Many companies are now required to have a “Science-based Target” for their emissions, but how do we stop these from becoming greenwashing exercises or, worse, incentives for “brownscraping” – concentrating polluting assets to hide them from environmental scrutiny? Instead of decarbonising companies and their financial portfolios, this lecture discusses the need to decarbonise products and services themselves. A company must be able to explain how they plan to stop what they sell from causing global warming – the rest is detail.
Speaker: Professor Myles Allen, Gresham Frank Jackson Foundation Professor of the Environment (2022-)

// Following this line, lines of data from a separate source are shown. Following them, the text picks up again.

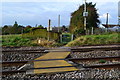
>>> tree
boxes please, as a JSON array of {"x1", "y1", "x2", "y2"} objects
[
  {"x1": 18, "y1": 25, "x2": 24, "y2": 34},
  {"x1": 2, "y1": 22, "x2": 25, "y2": 35},
  {"x1": 61, "y1": 25, "x2": 68, "y2": 32},
  {"x1": 73, "y1": 29, "x2": 85, "y2": 37},
  {"x1": 2, "y1": 25, "x2": 8, "y2": 35},
  {"x1": 69, "y1": 2, "x2": 100, "y2": 34},
  {"x1": 13, "y1": 21, "x2": 18, "y2": 27},
  {"x1": 2, "y1": 25, "x2": 12, "y2": 35},
  {"x1": 38, "y1": 25, "x2": 44, "y2": 28},
  {"x1": 11, "y1": 21, "x2": 19, "y2": 34},
  {"x1": 24, "y1": 25, "x2": 32, "y2": 33}
]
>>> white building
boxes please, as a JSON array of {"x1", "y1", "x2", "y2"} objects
[{"x1": 118, "y1": 1, "x2": 120, "y2": 25}]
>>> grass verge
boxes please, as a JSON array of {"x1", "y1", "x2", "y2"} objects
[
  {"x1": 65, "y1": 33, "x2": 120, "y2": 47},
  {"x1": 2, "y1": 34, "x2": 36, "y2": 47},
  {"x1": 1, "y1": 34, "x2": 63, "y2": 47}
]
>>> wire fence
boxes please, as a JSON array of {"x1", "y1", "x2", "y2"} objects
[{"x1": 86, "y1": 28, "x2": 120, "y2": 35}]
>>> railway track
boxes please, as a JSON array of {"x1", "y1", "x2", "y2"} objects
[
  {"x1": 2, "y1": 56, "x2": 120, "y2": 66},
  {"x1": 2, "y1": 56, "x2": 120, "y2": 75},
  {"x1": 2, "y1": 63, "x2": 120, "y2": 75},
  {"x1": 2, "y1": 44, "x2": 120, "y2": 75},
  {"x1": 71, "y1": 45, "x2": 120, "y2": 52},
  {"x1": 2, "y1": 49, "x2": 46, "y2": 53},
  {"x1": 2, "y1": 44, "x2": 120, "y2": 53}
]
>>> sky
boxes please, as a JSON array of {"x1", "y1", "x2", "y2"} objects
[
  {"x1": 1, "y1": 0, "x2": 119, "y2": 27},
  {"x1": 119, "y1": 1, "x2": 120, "y2": 16}
]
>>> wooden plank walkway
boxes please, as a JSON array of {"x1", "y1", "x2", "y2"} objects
[{"x1": 33, "y1": 51, "x2": 78, "y2": 74}]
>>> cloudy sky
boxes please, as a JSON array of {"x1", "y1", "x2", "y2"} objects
[{"x1": 1, "y1": 0, "x2": 119, "y2": 27}]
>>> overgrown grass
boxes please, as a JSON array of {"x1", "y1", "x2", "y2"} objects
[
  {"x1": 1, "y1": 28, "x2": 60, "y2": 47},
  {"x1": 2, "y1": 32, "x2": 120, "y2": 47},
  {"x1": 2, "y1": 34, "x2": 37, "y2": 47},
  {"x1": 66, "y1": 32, "x2": 120, "y2": 47},
  {"x1": 1, "y1": 34, "x2": 63, "y2": 47}
]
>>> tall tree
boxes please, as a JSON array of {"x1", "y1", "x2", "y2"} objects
[
  {"x1": 12, "y1": 21, "x2": 19, "y2": 34},
  {"x1": 69, "y1": 2, "x2": 100, "y2": 34},
  {"x1": 37, "y1": 25, "x2": 44, "y2": 28},
  {"x1": 24, "y1": 25, "x2": 32, "y2": 33},
  {"x1": 2, "y1": 25, "x2": 9, "y2": 35},
  {"x1": 61, "y1": 25, "x2": 68, "y2": 32},
  {"x1": 13, "y1": 21, "x2": 18, "y2": 27}
]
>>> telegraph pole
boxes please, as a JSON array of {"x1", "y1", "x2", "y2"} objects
[
  {"x1": 118, "y1": 1, "x2": 120, "y2": 26},
  {"x1": 58, "y1": 15, "x2": 60, "y2": 33},
  {"x1": 119, "y1": 16, "x2": 120, "y2": 26},
  {"x1": 84, "y1": 0, "x2": 86, "y2": 30},
  {"x1": 106, "y1": 13, "x2": 109, "y2": 32},
  {"x1": 48, "y1": 19, "x2": 51, "y2": 41},
  {"x1": 106, "y1": 13, "x2": 109, "y2": 28},
  {"x1": 83, "y1": 0, "x2": 88, "y2": 34}
]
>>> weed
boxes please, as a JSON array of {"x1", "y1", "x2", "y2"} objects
[{"x1": 99, "y1": 59, "x2": 106, "y2": 63}]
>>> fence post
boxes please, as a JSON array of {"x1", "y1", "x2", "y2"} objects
[
  {"x1": 71, "y1": 34, "x2": 74, "y2": 41},
  {"x1": 88, "y1": 29, "x2": 90, "y2": 35},
  {"x1": 60, "y1": 34, "x2": 62, "y2": 43},
  {"x1": 106, "y1": 28, "x2": 108, "y2": 33},
  {"x1": 91, "y1": 27, "x2": 94, "y2": 35}
]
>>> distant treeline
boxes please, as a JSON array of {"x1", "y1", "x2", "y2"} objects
[
  {"x1": 1, "y1": 21, "x2": 69, "y2": 35},
  {"x1": 1, "y1": 21, "x2": 45, "y2": 35}
]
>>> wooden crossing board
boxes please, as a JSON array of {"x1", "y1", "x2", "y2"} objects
[
  {"x1": 34, "y1": 67, "x2": 78, "y2": 74},
  {"x1": 33, "y1": 52, "x2": 78, "y2": 74},
  {"x1": 35, "y1": 52, "x2": 70, "y2": 60}
]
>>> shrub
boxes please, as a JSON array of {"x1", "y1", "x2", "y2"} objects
[
  {"x1": 51, "y1": 43, "x2": 66, "y2": 47},
  {"x1": 99, "y1": 59, "x2": 106, "y2": 63},
  {"x1": 22, "y1": 28, "x2": 59, "y2": 41}
]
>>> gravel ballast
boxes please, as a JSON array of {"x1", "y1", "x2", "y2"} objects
[{"x1": 2, "y1": 47, "x2": 120, "y2": 79}]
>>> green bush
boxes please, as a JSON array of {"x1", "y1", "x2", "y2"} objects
[
  {"x1": 22, "y1": 28, "x2": 59, "y2": 41},
  {"x1": 99, "y1": 59, "x2": 106, "y2": 63},
  {"x1": 51, "y1": 43, "x2": 66, "y2": 47}
]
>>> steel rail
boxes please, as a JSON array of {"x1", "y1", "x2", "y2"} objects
[
  {"x1": 71, "y1": 46, "x2": 120, "y2": 52},
  {"x1": 2, "y1": 63, "x2": 120, "y2": 75},
  {"x1": 2, "y1": 49, "x2": 46, "y2": 52},
  {"x1": 83, "y1": 63, "x2": 120, "y2": 68},
  {"x1": 2, "y1": 44, "x2": 120, "y2": 52},
  {"x1": 2, "y1": 56, "x2": 120, "y2": 66}
]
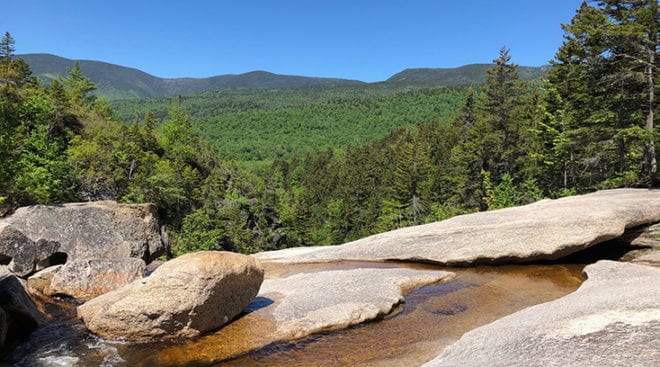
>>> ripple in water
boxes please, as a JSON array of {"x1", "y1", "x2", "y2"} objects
[{"x1": 10, "y1": 321, "x2": 126, "y2": 367}]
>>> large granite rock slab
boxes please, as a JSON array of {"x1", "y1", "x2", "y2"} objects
[
  {"x1": 77, "y1": 251, "x2": 264, "y2": 341},
  {"x1": 148, "y1": 266, "x2": 454, "y2": 366},
  {"x1": 0, "y1": 201, "x2": 165, "y2": 277},
  {"x1": 47, "y1": 258, "x2": 146, "y2": 300},
  {"x1": 256, "y1": 189, "x2": 660, "y2": 265},
  {"x1": 0, "y1": 266, "x2": 45, "y2": 349},
  {"x1": 261, "y1": 267, "x2": 454, "y2": 339},
  {"x1": 423, "y1": 261, "x2": 660, "y2": 367}
]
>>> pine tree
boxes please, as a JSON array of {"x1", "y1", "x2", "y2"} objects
[
  {"x1": 0, "y1": 32, "x2": 15, "y2": 67},
  {"x1": 546, "y1": 0, "x2": 658, "y2": 188},
  {"x1": 448, "y1": 48, "x2": 534, "y2": 210},
  {"x1": 460, "y1": 87, "x2": 476, "y2": 132},
  {"x1": 61, "y1": 61, "x2": 98, "y2": 107},
  {"x1": 598, "y1": 0, "x2": 659, "y2": 181},
  {"x1": 481, "y1": 47, "x2": 530, "y2": 180}
]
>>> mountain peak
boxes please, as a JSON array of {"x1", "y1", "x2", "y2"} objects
[{"x1": 18, "y1": 54, "x2": 548, "y2": 100}]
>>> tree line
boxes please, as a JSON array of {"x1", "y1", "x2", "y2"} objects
[{"x1": 1, "y1": 0, "x2": 657, "y2": 254}]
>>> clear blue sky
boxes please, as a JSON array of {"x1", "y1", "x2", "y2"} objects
[{"x1": 6, "y1": 0, "x2": 584, "y2": 82}]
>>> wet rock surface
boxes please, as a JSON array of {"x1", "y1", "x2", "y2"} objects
[
  {"x1": 47, "y1": 258, "x2": 146, "y2": 300},
  {"x1": 423, "y1": 260, "x2": 660, "y2": 367},
  {"x1": 149, "y1": 265, "x2": 454, "y2": 366},
  {"x1": 255, "y1": 189, "x2": 660, "y2": 265},
  {"x1": 77, "y1": 251, "x2": 264, "y2": 341},
  {"x1": 260, "y1": 267, "x2": 454, "y2": 339}
]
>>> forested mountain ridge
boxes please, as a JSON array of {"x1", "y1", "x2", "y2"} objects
[
  {"x1": 20, "y1": 53, "x2": 548, "y2": 100},
  {"x1": 386, "y1": 64, "x2": 550, "y2": 85},
  {"x1": 18, "y1": 53, "x2": 365, "y2": 100}
]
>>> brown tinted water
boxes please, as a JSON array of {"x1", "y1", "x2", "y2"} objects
[
  {"x1": 7, "y1": 261, "x2": 584, "y2": 367},
  {"x1": 211, "y1": 262, "x2": 585, "y2": 367}
]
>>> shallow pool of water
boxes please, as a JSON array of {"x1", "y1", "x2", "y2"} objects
[
  {"x1": 213, "y1": 263, "x2": 584, "y2": 367},
  {"x1": 4, "y1": 262, "x2": 584, "y2": 367}
]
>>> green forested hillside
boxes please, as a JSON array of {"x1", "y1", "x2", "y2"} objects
[
  {"x1": 113, "y1": 86, "x2": 466, "y2": 162},
  {"x1": 19, "y1": 53, "x2": 365, "y2": 100},
  {"x1": 2, "y1": 1, "x2": 657, "y2": 257},
  {"x1": 18, "y1": 53, "x2": 168, "y2": 100}
]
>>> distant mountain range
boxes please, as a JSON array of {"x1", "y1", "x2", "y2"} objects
[{"x1": 19, "y1": 53, "x2": 549, "y2": 100}]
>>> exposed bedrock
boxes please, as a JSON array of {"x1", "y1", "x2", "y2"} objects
[
  {"x1": 255, "y1": 189, "x2": 660, "y2": 265},
  {"x1": 423, "y1": 260, "x2": 660, "y2": 367}
]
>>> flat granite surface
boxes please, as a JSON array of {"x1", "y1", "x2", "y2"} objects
[
  {"x1": 255, "y1": 189, "x2": 660, "y2": 265},
  {"x1": 422, "y1": 260, "x2": 660, "y2": 367}
]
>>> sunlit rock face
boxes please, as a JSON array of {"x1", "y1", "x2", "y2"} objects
[
  {"x1": 0, "y1": 201, "x2": 166, "y2": 277},
  {"x1": 46, "y1": 258, "x2": 146, "y2": 300},
  {"x1": 77, "y1": 251, "x2": 264, "y2": 342},
  {"x1": 255, "y1": 189, "x2": 660, "y2": 265},
  {"x1": 423, "y1": 260, "x2": 660, "y2": 367},
  {"x1": 259, "y1": 267, "x2": 455, "y2": 339}
]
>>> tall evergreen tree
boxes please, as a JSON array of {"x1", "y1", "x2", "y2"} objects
[
  {"x1": 481, "y1": 47, "x2": 530, "y2": 180},
  {"x1": 449, "y1": 48, "x2": 535, "y2": 209},
  {"x1": 0, "y1": 32, "x2": 15, "y2": 67},
  {"x1": 547, "y1": 0, "x2": 658, "y2": 188},
  {"x1": 598, "y1": 0, "x2": 659, "y2": 180}
]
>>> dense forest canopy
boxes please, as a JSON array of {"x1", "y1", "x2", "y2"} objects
[
  {"x1": 0, "y1": 0, "x2": 657, "y2": 255},
  {"x1": 111, "y1": 85, "x2": 467, "y2": 163}
]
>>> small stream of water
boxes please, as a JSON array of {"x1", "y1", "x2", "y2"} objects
[{"x1": 4, "y1": 262, "x2": 585, "y2": 367}]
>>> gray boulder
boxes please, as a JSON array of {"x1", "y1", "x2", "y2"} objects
[
  {"x1": 423, "y1": 261, "x2": 660, "y2": 367},
  {"x1": 619, "y1": 222, "x2": 660, "y2": 265},
  {"x1": 256, "y1": 189, "x2": 660, "y2": 265},
  {"x1": 149, "y1": 267, "x2": 454, "y2": 366},
  {"x1": 0, "y1": 223, "x2": 58, "y2": 277},
  {"x1": 47, "y1": 258, "x2": 146, "y2": 300},
  {"x1": 0, "y1": 266, "x2": 45, "y2": 349},
  {"x1": 0, "y1": 201, "x2": 165, "y2": 277},
  {"x1": 77, "y1": 251, "x2": 264, "y2": 341}
]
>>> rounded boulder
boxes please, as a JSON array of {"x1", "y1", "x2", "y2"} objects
[{"x1": 77, "y1": 251, "x2": 264, "y2": 341}]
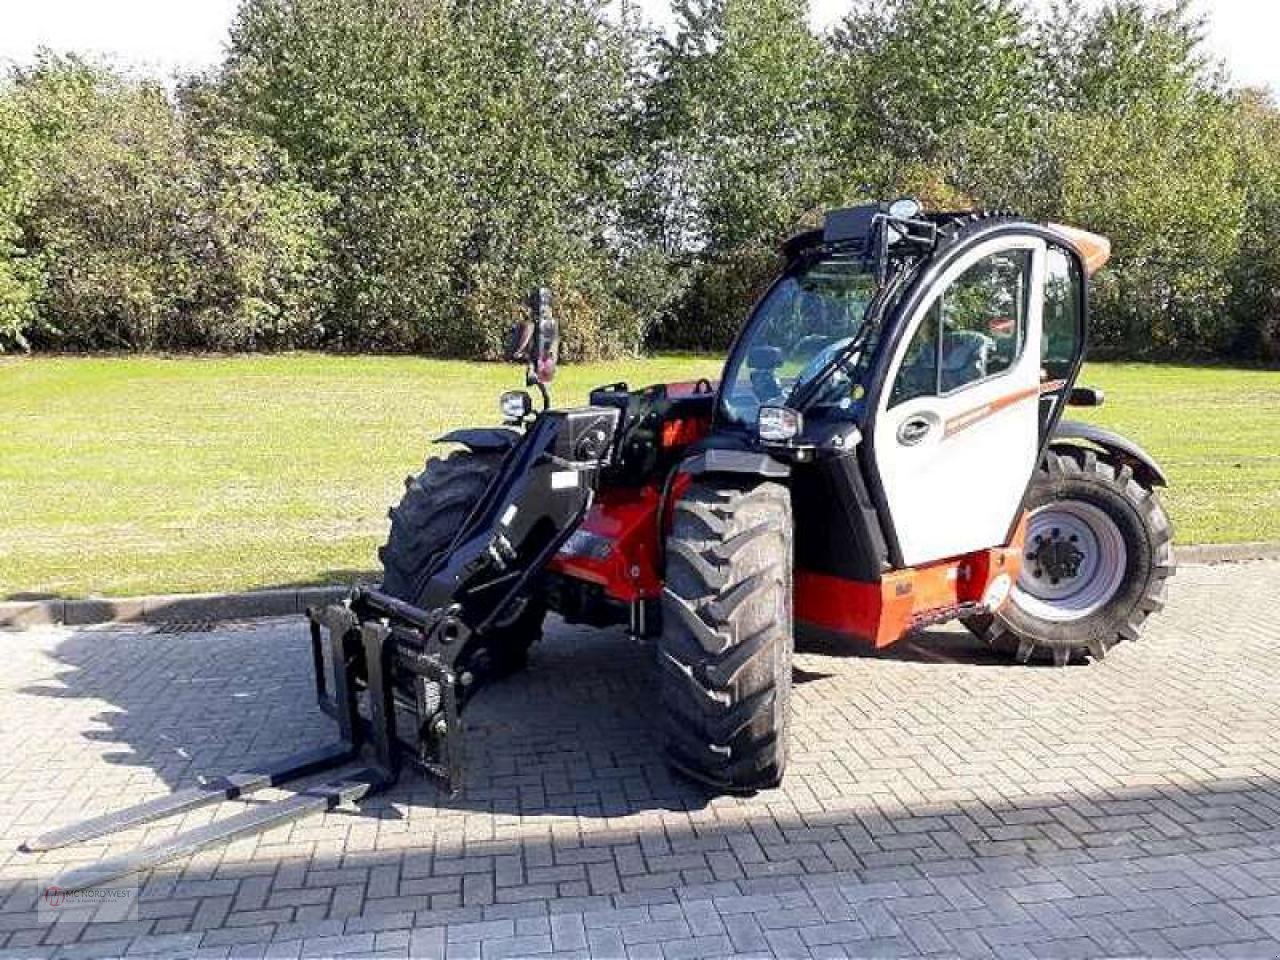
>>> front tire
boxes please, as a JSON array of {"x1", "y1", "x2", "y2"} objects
[
  {"x1": 379, "y1": 449, "x2": 544, "y2": 673},
  {"x1": 659, "y1": 479, "x2": 793, "y2": 792},
  {"x1": 967, "y1": 447, "x2": 1174, "y2": 665}
]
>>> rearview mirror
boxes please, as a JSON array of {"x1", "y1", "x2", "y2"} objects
[
  {"x1": 509, "y1": 287, "x2": 559, "y2": 386},
  {"x1": 1068, "y1": 386, "x2": 1105, "y2": 407},
  {"x1": 528, "y1": 287, "x2": 558, "y2": 385}
]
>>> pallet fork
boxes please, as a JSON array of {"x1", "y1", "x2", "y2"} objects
[
  {"x1": 21, "y1": 405, "x2": 622, "y2": 893},
  {"x1": 23, "y1": 597, "x2": 429, "y2": 893}
]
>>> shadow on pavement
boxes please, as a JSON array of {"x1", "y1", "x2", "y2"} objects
[
  {"x1": 16, "y1": 617, "x2": 715, "y2": 816},
  {"x1": 14, "y1": 612, "x2": 1027, "y2": 812}
]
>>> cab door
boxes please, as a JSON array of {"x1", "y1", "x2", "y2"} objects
[{"x1": 872, "y1": 235, "x2": 1046, "y2": 566}]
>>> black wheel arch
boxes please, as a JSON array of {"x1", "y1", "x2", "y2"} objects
[
  {"x1": 1049, "y1": 419, "x2": 1168, "y2": 489},
  {"x1": 436, "y1": 427, "x2": 521, "y2": 453},
  {"x1": 679, "y1": 447, "x2": 791, "y2": 481}
]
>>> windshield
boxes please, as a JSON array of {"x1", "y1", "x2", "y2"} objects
[{"x1": 719, "y1": 254, "x2": 879, "y2": 428}]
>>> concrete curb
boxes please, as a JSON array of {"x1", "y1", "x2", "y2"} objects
[
  {"x1": 0, "y1": 586, "x2": 351, "y2": 630},
  {"x1": 1176, "y1": 541, "x2": 1280, "y2": 565},
  {"x1": 3, "y1": 542, "x2": 1279, "y2": 629}
]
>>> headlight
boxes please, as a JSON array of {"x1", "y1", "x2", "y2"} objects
[
  {"x1": 758, "y1": 405, "x2": 803, "y2": 442},
  {"x1": 499, "y1": 390, "x2": 532, "y2": 422}
]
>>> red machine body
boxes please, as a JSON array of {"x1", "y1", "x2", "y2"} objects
[
  {"x1": 546, "y1": 382, "x2": 1024, "y2": 650},
  {"x1": 793, "y1": 532, "x2": 1023, "y2": 648},
  {"x1": 545, "y1": 484, "x2": 669, "y2": 603}
]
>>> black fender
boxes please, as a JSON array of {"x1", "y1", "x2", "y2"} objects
[
  {"x1": 436, "y1": 427, "x2": 521, "y2": 453},
  {"x1": 662, "y1": 448, "x2": 789, "y2": 568},
  {"x1": 679, "y1": 448, "x2": 790, "y2": 480},
  {"x1": 1049, "y1": 420, "x2": 1168, "y2": 488}
]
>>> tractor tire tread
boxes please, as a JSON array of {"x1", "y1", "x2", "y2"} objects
[
  {"x1": 660, "y1": 479, "x2": 793, "y2": 793},
  {"x1": 380, "y1": 448, "x2": 543, "y2": 673}
]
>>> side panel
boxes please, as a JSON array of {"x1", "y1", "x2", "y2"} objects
[
  {"x1": 791, "y1": 452, "x2": 888, "y2": 583},
  {"x1": 794, "y1": 527, "x2": 1025, "y2": 648},
  {"x1": 546, "y1": 485, "x2": 667, "y2": 603}
]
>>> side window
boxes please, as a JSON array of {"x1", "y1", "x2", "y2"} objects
[
  {"x1": 1042, "y1": 244, "x2": 1082, "y2": 382},
  {"x1": 888, "y1": 302, "x2": 939, "y2": 406},
  {"x1": 889, "y1": 248, "x2": 1032, "y2": 406}
]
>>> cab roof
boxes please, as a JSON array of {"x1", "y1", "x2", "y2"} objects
[{"x1": 781, "y1": 205, "x2": 1112, "y2": 277}]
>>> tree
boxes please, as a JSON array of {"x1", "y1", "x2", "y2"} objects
[
  {"x1": 1228, "y1": 89, "x2": 1280, "y2": 361},
  {"x1": 1011, "y1": 1, "x2": 1246, "y2": 355},
  {"x1": 647, "y1": 0, "x2": 830, "y2": 250},
  {"x1": 1039, "y1": 0, "x2": 1213, "y2": 114},
  {"x1": 4, "y1": 55, "x2": 332, "y2": 350},
  {"x1": 0, "y1": 91, "x2": 42, "y2": 349},
  {"x1": 221, "y1": 0, "x2": 646, "y2": 358},
  {"x1": 1, "y1": 0, "x2": 1277, "y2": 363},
  {"x1": 638, "y1": 0, "x2": 830, "y2": 349},
  {"x1": 827, "y1": 0, "x2": 1039, "y2": 198}
]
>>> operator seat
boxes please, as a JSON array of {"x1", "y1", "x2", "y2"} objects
[{"x1": 938, "y1": 330, "x2": 993, "y2": 392}]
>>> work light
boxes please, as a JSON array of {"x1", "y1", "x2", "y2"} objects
[
  {"x1": 758, "y1": 405, "x2": 803, "y2": 442},
  {"x1": 499, "y1": 390, "x2": 532, "y2": 422}
]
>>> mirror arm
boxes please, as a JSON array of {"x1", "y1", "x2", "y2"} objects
[{"x1": 531, "y1": 378, "x2": 550, "y2": 410}]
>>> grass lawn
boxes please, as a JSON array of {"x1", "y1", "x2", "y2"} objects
[{"x1": 2, "y1": 355, "x2": 1276, "y2": 599}]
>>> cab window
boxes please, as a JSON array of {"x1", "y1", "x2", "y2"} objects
[
  {"x1": 889, "y1": 248, "x2": 1032, "y2": 407},
  {"x1": 719, "y1": 255, "x2": 879, "y2": 428},
  {"x1": 1042, "y1": 244, "x2": 1082, "y2": 382}
]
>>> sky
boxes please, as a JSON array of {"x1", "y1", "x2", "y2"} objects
[{"x1": 0, "y1": 0, "x2": 1276, "y2": 94}]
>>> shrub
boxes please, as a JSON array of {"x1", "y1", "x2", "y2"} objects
[
  {"x1": 657, "y1": 246, "x2": 782, "y2": 352},
  {"x1": 1, "y1": 56, "x2": 332, "y2": 351},
  {"x1": 0, "y1": 85, "x2": 43, "y2": 349},
  {"x1": 2, "y1": 0, "x2": 1278, "y2": 364}
]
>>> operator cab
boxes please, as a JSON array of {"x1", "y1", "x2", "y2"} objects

Professor Myles Allen took his first degree in Physics and Philosophy, followed by a doctorate in Atmospheric, Oceanic and Planetary Physics, both at the University of Oxford. He has worked at Oxford for most of his career, with early stints at MIT and the UN Environment Programme in Kenya, and is currently Director of the Oxford Net Zero initiative.
He has contributed extensively to the Intergovernmental Panel on Climate Change (IPCC), including as Coordinating Lead Author for the 2018 IPCC Special Report on Global Warming of 1.5°C. He has published extensively on how human and natural influences on climate contribute to observed climate change and extreme weather risk, and the implications for adaptation and mitigation policy.
He was awarded the Appleton Medal and Prize by the Institute of Physics in 2010, and in 2022 a CBE for services to climate change attribution, prediction and net zero. In 2023, he was elected a Fellow of the Royal Society.